- Born: 25 June 1456
- Died: 21 May 1489 (aged 32)
- Noble family: House of Rosenberg
- Father: John II of Rosenberg
- Mother: Anna of Glogau

= Henry V of Rosenberg =

Bohemian nobleman

Henry V of Rosenberg (Jindřich V. z Rožmberka; 25 June 1456 - 21 May 1489) was a Bohemian nobleman. He was regent of the House of Rosenberg from 1472 to 1475.

== Biography ==
Henry was the eldest son of John II of Rosenberg and his wife Anna of Glogau (d. 1483). After his father's death in 1472, he inherited the family possessions. Until 1475, he administered the inheritance alone; from January to 24 August 1475, he administered it jointly with his younger brother Wok II. He then transferred the regency to Wok II for a three-year period and retired to Rožmberk Castle, probably because he had mental and psychological problems. We know that he had health problems from a letter by his brother-in-law Peter Holický to Sternberg to the Burgrave of Krumlov of 11 August 1476, informing the latter about the medical treatment necessary.

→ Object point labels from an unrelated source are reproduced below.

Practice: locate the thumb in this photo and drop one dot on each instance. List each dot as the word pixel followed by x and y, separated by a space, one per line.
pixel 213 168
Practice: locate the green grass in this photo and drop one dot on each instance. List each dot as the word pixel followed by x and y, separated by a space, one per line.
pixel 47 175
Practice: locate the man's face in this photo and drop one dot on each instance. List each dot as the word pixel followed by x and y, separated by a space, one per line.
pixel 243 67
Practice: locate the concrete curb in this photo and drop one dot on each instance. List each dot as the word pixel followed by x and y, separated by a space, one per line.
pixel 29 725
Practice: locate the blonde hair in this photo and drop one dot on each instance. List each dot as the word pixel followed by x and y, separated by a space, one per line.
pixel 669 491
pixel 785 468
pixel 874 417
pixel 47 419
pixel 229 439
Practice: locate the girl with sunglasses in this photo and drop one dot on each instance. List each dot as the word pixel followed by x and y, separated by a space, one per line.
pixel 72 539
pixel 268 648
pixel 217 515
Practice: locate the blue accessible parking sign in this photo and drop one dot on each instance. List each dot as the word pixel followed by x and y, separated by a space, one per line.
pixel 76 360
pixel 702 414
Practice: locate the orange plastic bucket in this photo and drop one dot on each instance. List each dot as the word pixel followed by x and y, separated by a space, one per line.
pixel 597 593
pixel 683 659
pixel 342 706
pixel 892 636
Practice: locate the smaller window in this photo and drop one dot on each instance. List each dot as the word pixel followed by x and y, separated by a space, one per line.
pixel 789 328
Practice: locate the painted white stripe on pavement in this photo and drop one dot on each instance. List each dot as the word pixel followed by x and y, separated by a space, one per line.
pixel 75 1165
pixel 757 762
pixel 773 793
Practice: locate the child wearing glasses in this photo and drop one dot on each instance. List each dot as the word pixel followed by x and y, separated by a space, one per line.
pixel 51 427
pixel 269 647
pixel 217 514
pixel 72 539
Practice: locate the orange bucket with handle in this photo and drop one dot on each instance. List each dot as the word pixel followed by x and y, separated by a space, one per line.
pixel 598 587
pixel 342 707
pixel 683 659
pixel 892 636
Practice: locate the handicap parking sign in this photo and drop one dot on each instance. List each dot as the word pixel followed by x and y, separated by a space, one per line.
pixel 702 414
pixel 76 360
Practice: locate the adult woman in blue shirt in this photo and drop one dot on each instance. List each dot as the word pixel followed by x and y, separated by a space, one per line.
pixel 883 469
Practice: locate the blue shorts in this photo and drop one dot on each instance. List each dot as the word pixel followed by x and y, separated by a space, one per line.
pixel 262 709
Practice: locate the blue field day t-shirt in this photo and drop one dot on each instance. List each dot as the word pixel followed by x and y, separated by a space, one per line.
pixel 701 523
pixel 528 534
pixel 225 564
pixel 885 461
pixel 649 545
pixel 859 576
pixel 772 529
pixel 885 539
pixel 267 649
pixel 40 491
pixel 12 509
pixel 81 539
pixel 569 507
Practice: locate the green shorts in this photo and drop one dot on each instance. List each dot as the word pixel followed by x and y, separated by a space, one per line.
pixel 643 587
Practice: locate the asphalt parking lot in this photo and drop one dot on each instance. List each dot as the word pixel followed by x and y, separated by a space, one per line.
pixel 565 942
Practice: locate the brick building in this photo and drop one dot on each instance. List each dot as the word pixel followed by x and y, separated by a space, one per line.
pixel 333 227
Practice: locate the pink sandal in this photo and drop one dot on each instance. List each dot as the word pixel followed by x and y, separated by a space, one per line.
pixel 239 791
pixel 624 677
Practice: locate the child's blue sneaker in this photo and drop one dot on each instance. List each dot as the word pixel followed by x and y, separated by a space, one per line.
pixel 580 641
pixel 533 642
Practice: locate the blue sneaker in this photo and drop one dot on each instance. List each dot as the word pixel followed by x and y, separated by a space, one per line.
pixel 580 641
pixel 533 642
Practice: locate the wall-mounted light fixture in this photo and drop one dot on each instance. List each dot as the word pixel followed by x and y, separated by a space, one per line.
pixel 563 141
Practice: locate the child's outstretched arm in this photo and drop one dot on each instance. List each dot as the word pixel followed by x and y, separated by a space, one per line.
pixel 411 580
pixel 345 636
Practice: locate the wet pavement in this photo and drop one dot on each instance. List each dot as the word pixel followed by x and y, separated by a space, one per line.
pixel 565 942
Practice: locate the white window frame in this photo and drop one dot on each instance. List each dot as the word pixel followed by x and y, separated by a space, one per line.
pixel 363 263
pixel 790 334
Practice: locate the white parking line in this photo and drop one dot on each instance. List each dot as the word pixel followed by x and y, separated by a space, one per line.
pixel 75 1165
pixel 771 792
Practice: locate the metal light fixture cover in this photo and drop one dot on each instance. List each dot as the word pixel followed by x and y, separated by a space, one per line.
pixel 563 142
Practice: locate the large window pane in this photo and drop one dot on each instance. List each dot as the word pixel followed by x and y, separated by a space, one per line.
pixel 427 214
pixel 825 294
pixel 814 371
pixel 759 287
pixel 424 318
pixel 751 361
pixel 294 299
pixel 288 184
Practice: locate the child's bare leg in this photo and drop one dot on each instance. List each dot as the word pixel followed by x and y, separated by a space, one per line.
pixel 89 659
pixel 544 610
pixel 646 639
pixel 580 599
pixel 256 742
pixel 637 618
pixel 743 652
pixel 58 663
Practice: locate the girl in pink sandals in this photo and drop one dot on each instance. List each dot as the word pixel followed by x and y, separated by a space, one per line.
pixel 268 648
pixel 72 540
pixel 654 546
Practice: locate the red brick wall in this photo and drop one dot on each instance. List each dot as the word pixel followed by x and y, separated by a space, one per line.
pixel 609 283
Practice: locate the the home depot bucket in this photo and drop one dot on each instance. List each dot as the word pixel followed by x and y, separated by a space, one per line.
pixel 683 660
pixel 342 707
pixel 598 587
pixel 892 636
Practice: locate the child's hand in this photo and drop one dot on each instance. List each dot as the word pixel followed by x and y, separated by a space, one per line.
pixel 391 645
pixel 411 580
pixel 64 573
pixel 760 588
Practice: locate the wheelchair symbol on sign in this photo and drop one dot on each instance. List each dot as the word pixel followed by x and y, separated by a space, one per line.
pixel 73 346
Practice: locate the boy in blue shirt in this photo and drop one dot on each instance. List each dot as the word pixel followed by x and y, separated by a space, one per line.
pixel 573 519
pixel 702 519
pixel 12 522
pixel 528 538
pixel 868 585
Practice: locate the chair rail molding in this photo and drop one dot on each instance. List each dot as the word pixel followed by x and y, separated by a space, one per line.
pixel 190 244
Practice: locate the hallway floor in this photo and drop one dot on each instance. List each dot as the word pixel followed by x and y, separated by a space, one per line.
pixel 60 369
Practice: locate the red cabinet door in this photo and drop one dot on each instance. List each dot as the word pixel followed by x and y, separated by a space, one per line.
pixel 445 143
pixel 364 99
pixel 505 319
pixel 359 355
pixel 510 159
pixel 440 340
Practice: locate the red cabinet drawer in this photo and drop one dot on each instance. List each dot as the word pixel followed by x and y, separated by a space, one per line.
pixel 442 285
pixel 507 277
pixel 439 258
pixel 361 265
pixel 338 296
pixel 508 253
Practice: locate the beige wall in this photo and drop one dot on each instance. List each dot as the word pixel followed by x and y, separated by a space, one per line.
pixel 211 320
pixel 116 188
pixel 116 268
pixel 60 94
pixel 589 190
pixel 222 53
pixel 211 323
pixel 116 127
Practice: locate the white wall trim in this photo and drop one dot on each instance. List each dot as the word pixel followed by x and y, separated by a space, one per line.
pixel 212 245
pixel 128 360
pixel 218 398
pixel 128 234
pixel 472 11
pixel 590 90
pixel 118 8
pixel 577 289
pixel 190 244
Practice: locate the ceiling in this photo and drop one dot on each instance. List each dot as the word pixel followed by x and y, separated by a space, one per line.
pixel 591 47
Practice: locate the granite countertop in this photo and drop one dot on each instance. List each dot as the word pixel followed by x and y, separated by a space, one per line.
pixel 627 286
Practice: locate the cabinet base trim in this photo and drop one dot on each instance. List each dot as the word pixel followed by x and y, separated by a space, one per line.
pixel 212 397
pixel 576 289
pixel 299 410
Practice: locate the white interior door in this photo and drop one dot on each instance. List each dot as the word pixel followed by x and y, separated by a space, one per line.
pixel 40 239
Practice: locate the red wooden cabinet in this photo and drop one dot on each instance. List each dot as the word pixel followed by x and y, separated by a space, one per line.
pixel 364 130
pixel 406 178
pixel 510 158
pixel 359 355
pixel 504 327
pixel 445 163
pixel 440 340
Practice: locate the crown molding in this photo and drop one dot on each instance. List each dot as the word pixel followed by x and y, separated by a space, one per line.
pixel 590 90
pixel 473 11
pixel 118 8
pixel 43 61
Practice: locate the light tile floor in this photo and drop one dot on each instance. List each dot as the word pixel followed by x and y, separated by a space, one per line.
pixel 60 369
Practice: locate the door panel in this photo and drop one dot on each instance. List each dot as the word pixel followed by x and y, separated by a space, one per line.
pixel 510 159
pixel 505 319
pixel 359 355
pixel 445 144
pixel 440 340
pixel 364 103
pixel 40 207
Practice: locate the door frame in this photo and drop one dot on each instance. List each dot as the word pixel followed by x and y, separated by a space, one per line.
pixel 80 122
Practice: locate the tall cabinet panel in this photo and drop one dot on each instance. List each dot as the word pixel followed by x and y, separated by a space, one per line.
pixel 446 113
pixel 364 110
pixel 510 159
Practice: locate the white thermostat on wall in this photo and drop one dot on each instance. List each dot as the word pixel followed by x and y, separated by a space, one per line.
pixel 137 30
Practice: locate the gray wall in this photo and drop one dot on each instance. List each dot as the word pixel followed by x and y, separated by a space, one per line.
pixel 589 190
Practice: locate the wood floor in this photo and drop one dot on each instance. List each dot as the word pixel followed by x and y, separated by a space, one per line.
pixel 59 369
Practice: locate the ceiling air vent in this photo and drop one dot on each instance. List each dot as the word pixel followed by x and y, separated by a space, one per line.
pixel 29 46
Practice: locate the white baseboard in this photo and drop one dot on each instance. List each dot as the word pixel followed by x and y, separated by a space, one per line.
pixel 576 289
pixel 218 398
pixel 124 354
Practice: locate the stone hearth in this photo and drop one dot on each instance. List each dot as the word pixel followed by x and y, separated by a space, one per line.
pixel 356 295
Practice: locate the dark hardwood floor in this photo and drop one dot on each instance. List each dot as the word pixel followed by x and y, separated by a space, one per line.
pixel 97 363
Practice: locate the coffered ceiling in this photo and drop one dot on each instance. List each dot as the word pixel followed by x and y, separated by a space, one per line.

During his short reign, Henry sold the Lordships of Zvíkov and Milevsko to Bohuslav of Schwanberg. The decision to sell these possessions may have been a result of his psychological problems. Incidentally, the Rosenbergs acquired them by forging in 1437, during the reign of Henry's grandfather Ulrich II of Rosenberg.

Děpolt von Lobkowitz, who had been arrested by Zdeněk Konopišťský of Šternberk during the capture of Rosenberg Castle in 1469 and had been held prisoner at Český Krumlov Castle, was released by Henry in 1475 at the request of Joanna of Rožmitál, the widow of King George of Bohemia, after a financial settlement between the Houses of Rosenberg and Lobkowicz mediated by Bohuslav of Schwanberg.

Henry did not return to power, and died childless in 1489. He was succeeded by his younger brother Wok II.